It’s not like the City to publicly praise its employees but it’s making an exception with Mike Thomas, its director of Engineering and Development Services, who has just become the first municipal employee in British Columbia to be qualified to rate civil engineering projects using the Institute for Sustainable Infrastructure’s Envision rating system.
“Mr. Thomas’s achievement as an accredited Sustainability Professional helps Revelstoke to continue to be the standard of excellence for other British Columbia municipalities,” Chief Administrative Officer Tim Palmer said in a statement released on Monday. “We are privileged to have him on our leadership team.”

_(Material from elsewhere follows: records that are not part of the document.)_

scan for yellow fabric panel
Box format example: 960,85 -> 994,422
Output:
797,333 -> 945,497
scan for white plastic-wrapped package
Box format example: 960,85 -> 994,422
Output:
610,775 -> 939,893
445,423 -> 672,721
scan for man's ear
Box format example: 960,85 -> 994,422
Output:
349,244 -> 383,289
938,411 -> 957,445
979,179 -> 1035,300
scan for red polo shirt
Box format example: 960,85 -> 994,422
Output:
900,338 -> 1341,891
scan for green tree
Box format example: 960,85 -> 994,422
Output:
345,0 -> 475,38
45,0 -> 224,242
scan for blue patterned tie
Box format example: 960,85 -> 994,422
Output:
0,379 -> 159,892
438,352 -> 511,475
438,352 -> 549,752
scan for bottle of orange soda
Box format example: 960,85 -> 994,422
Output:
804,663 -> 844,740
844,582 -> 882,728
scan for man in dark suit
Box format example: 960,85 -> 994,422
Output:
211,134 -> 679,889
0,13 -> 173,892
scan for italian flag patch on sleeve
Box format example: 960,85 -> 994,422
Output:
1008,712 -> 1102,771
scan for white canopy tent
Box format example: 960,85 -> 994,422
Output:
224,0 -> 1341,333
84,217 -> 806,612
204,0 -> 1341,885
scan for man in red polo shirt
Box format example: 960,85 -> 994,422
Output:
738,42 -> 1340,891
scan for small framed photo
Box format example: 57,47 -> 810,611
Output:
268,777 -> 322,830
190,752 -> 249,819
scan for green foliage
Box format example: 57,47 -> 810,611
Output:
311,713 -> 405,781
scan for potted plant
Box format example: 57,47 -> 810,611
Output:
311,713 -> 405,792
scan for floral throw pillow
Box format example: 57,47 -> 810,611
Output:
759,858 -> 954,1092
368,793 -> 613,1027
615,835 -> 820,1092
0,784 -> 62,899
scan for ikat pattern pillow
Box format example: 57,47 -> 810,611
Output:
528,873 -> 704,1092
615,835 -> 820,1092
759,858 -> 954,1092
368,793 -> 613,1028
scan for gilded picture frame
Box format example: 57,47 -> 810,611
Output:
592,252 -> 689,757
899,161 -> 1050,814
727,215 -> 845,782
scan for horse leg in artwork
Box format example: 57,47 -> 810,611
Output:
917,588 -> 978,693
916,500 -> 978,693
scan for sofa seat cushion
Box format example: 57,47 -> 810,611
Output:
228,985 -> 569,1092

Envision™ is a collaborative effort between the Institute for Sustainable Infrastructure and the Zofnass Program for Sustainable Infrastructure at Harvard University’s Graduate School of Design. Similar in nature to the LEED rating system for buildings and facilities; Envision aims to educate citizens and increase public awareness, provide a means to quantify sustainability in infrastructure, and facilitate the adoption of sustainable design for infrastructure.
“The City of Revelstoke can benefit from the Envision rating system by providing stakeholders and decision-makers with a standardised sustainability framework that can be applied to a wide range of projects, such as road works, pump stations, water and sewer pipelines, bridges, and cycleways” Thomas said in the statement. “The Envision rating system provides a sound means of measuring the benefits of innovative, sustainable infrastructure projects.”
The City of Revelstoke expects to use the Envision rating system for internal guidance and self-assessment on most civil projects, with the potential for select projects to be assessed through the formal rating process, gaining recognition for the City’s efforts toward sustainability.
Mayor David Raven congratulated Thomas on his initiative to seek out this accreditation and placing Revelstoke at the forefront of sustainable infrastructure decision-making.
“With aging infrastructure and climate risks, the City of Revelstoke is continually seeking to improve the design and delivery of infrastructure projects to protect social, economic and environmental values,” the mayor said.